Après ses études, elle a trouvé un emploi de réceptionniste dans un hôtel, mais avec l’avènement d’Internet, elle a réalisé que travailler avec des ordinateurs lui donnerait la liberté de travailler où elle voulait. “Quand j’ai parlé à une amie de mes aspirations, elle m’a fait remarquer que j’aimais les livres et les magazines, donc que je devrais devenir éditrice. C’est ce que j’ai fini par faire”, dit-elle.
Elle a été embauchée à temps partiel chez ASCII (désormais ASCII Media Works), une maison d’édition spécialisée dans les magazines informatiques. “Je travaillais pour MAC People, une publication consacrée aux produits Apple et qui s’adressait aux utilisateurs débutants ou intermédiaires. Aujourd’hui, la publication assistée par ordinateur (PAO) est la règle, mais à l’époque, les magazines d’ASCII étaient les seuls à y recourir. Ils étaient vraiment à la pointe du progrès. Ma première chance de participer à un travail lié à la bière a été la série Let’s meet at the bar publiée dans ce même magazine vers 2003-2004. Nous rencontrions des gens de l’industrie informatique pour parler de leur travail autour d’une bière ou deux. Puis un ancien collègue qui savait que j’aimais la bière m’a dit qu’il envisageait de faire un mook sur le sujet et m’a demandé d’y contribuer. Il a été le premier de la série intitulée Gokujô no bîru o nomô ! [Buvons la meilleure bière].”
A l’époque, les bières étrangères suscitaient un engouement particulier, mais les microbrasseries locales étaient généralement négligées. “J’ai commencé par faire des recherches sur les magasins et les bars spécialisés dans les marques belges, allemandes et autres marques étrangères”, explique-t-elle. “Je pense que le principal facteur qui a participé à la sensibilisation des gens à la production artisanale japonaise a été la chaîne de bars Craft Beer Market créée en 2011. Tout à coup, vous aviez plusieurs endroits qui proposaient de la bonne nourriture et des bières que personne n’avait goûtées auparavant et à des prix raisonnables. Cela a suscité beaucoup de discussions et favorisé l’intérêt à l’égard des bières artisanales japonaises. Grâce à cette chaîne, le nombre de nouveaux amateurs de bière a également augmenté de manière significative”, ajoute Noda Ikuko.

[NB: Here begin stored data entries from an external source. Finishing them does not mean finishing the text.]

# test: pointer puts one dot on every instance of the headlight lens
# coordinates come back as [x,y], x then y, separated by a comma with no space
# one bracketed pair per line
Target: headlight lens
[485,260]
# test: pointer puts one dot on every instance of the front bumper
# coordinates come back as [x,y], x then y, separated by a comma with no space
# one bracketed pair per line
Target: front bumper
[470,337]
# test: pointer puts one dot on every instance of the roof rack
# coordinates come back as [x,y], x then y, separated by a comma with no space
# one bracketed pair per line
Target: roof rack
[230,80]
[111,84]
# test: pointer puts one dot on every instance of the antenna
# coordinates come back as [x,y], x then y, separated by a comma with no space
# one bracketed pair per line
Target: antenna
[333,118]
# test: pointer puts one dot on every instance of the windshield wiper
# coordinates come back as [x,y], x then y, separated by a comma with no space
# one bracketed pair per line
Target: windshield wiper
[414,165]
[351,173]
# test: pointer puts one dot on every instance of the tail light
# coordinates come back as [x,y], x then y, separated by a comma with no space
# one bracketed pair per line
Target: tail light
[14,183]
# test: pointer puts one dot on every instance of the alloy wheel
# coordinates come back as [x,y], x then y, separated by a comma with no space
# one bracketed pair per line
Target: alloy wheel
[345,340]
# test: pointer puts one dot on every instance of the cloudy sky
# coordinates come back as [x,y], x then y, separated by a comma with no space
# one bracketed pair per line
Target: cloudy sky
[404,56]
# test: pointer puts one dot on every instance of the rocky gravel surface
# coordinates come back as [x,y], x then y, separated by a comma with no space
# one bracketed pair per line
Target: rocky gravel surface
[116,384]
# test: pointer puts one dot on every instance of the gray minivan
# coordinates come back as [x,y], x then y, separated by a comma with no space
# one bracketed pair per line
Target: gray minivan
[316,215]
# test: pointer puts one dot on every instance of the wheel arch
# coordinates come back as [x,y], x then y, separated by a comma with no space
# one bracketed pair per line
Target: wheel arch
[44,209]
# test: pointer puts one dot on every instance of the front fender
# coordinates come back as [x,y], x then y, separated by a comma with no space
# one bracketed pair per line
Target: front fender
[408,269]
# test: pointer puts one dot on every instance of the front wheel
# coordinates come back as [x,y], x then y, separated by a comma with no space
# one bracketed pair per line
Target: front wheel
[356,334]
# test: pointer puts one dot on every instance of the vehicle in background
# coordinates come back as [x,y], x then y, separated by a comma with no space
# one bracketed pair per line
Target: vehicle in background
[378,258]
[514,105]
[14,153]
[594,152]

“D’un point de vue commercial, on ne peut pas dire que la bière artisanale ait une marge bénéficiaire élevée en raison des coûts de production élevés. Lorsqu’il s’agit de bière étrangère, il faut y ajouter les frais d’importation. Mais ce bar a introduit un système de prix uniforme à deux niveaux (actuellement, il est de 490 yens (4€) pour un verre et de 790 yens (6,6€) pour une pinte, ce qui est très compétitif) qui sont relativement peu coûteux pour le marché japonais. A partir de là, le nombre de bars à bière artisanaux a augmenté très rapidement.”
Selon elle, cela a permis de transformer progressivement l’univers des bars à bière. “Sans aucun doute, il s’agit de la grande tendance de ces dernières années. Un nouveau type de lieu est apparu qui offre une expérience complète en créant un espace où l’on peut déguster de la bonne bière et de la bonne nourriture, avec une belle ambiance et une gamme de bières toujours évolutive. C’est une nouvelle philosophie dans la mesure où les clients sont encouragés à interagir avec les propriétaires qui sont toujours heureux de partager leurs connaissances pour les aider à choisir la bonne bière”, souligne la journaliste.
Il y a actuellement plus de 400 microbrasseries au Japon, et le marché de la bière artisanale, bien qu’encore modeste, est en constante croissance. “L’engouement actuel a commencé en 1994, lorsque le gouvernement a assoupli ses règles fiscales”, explique-t-elle. “Cependant, beaucoup de bières artisanales, ou jibîru (bières locales) comme on les appelait, produites jusqu’au début des années 2000 étaient chères et plutôt mauvaises parce que beaucoup de brasseurs n’avaient ni l’expérience ni le savoir-faire nécessaires. C’était le genre de bière fantaisie que les touristes pouvaient être tentés d’acheter comme souvenir, mais ils ne commettaient jamais l’erreur d’en acheter une deuxième fois.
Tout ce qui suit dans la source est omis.